By making the main round of the Federation Cup with a 3-1 win over ONGC on Tuesday, Royal Wahingdoh have surprised even themselves. This is a club whose yearly expenditure is roughly equal to the contract amount of a star defender of any top I-League team. But it has not stopped the Shillong team from giving priority to connecting with the community, in the real and the virtual world.
Though pressed for funds, Wahingdoh always donate match fees and tournament earnings to a school for underprivileged children in Shillong.
Named 'Providence', the school also finds place on the back of Royal Wahingdoh's team shirt. And like most teams, they are on social networking sites and have their own webpage.Sunday start
It started as an experiment with Sunday afternoon football after church and a hearty lunch.

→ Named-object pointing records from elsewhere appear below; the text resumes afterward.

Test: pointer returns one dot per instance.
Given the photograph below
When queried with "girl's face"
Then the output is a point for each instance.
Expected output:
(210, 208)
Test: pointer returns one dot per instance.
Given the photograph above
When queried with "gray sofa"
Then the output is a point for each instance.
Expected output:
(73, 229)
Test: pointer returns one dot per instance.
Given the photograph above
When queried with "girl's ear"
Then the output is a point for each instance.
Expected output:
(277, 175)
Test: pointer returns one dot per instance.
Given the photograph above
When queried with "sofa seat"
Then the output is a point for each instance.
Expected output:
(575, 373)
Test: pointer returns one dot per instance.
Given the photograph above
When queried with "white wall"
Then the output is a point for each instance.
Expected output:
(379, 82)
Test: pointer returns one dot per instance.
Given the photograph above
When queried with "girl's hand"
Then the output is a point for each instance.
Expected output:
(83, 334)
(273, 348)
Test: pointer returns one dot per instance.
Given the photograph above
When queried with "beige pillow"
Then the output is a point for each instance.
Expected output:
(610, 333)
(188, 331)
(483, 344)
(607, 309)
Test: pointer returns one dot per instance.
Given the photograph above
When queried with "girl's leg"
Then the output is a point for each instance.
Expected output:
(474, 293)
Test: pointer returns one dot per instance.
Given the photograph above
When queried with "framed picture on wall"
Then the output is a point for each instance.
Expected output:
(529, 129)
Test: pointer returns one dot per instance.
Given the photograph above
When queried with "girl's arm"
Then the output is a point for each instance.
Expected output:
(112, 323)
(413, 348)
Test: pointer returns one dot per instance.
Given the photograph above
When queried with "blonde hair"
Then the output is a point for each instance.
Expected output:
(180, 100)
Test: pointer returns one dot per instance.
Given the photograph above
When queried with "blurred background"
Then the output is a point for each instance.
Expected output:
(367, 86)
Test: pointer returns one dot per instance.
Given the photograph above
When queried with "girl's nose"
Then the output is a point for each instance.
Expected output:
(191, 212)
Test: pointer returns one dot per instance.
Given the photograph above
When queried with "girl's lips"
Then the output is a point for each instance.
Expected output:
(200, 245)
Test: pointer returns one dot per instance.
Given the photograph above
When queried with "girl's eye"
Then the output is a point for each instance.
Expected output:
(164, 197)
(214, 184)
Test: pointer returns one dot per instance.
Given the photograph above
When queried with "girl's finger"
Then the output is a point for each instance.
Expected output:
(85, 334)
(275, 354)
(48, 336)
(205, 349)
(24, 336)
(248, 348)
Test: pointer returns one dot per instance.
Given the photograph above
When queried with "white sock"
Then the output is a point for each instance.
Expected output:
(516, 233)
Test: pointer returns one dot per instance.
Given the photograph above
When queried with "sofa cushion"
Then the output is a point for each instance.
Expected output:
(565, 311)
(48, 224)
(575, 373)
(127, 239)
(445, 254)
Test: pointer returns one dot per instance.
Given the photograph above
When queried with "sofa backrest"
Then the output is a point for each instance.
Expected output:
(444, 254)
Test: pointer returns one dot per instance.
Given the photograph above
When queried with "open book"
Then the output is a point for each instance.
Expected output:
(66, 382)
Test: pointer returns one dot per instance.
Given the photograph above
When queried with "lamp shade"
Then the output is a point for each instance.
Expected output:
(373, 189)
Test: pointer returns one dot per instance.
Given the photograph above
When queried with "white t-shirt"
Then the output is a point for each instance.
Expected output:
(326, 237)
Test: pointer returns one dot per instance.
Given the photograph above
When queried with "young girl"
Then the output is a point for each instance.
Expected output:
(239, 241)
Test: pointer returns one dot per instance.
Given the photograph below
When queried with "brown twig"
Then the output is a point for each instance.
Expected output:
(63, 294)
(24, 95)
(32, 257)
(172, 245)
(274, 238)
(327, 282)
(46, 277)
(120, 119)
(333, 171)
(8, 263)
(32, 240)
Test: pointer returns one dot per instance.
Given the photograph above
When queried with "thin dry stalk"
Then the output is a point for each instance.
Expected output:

"Since we couldn't make time to play on weekdays due to work, we had to wait till Sunday to play among friends, with full gear," Royal Wahingdoh president Freddy Nongkynrih told HT.
"We made our own team and started playing in the league," said Nicholas Nangkhlaw, the team's media-coordinator. "We beat all the teams then. That success prompted us to build a professional team in 2008."
Originally Wahingdoh, the club merged with Royal Football Club to be renamed Royal Wahingdoh in 2008. With support from a liquor brand and their managing director Dominic Sutgna Tariang, Wahingdoh have survived.
"This is a great moment for us back home and further inspiration for others," said Nongkynrih about the Fed Cup qualification where Wahingdoh are clubbed with Mohun Bagan, Churchill Brothers and Lajong in the main phase at Pune.
Shillong Lajong FC have shown how it is done by reaching the Federation Cup final in 2009. Wahingdoh, older than Lajong FC and undefeated champions of the Shillong Premier League, are hoping to follow their example.
Having former India skipper Carlton Chapman as coach helps calm nerves. On board for almost nine months, Chapman has no regrets joining an unknown team. "The opportunity to teach young boys was alluring," said Chapman, who first joined as mentor but is now coach. "And they have worked very hard for these wins."
One of the 'wins' came against United Sikkim, co-owned by Bhaichung Bhutia, who was handheld by Chapman during his early days in East Bengal. Special win? "Why should it be?," retorted Chapman. "It's not as if Bhaichung played. Neither is he the coach," he said.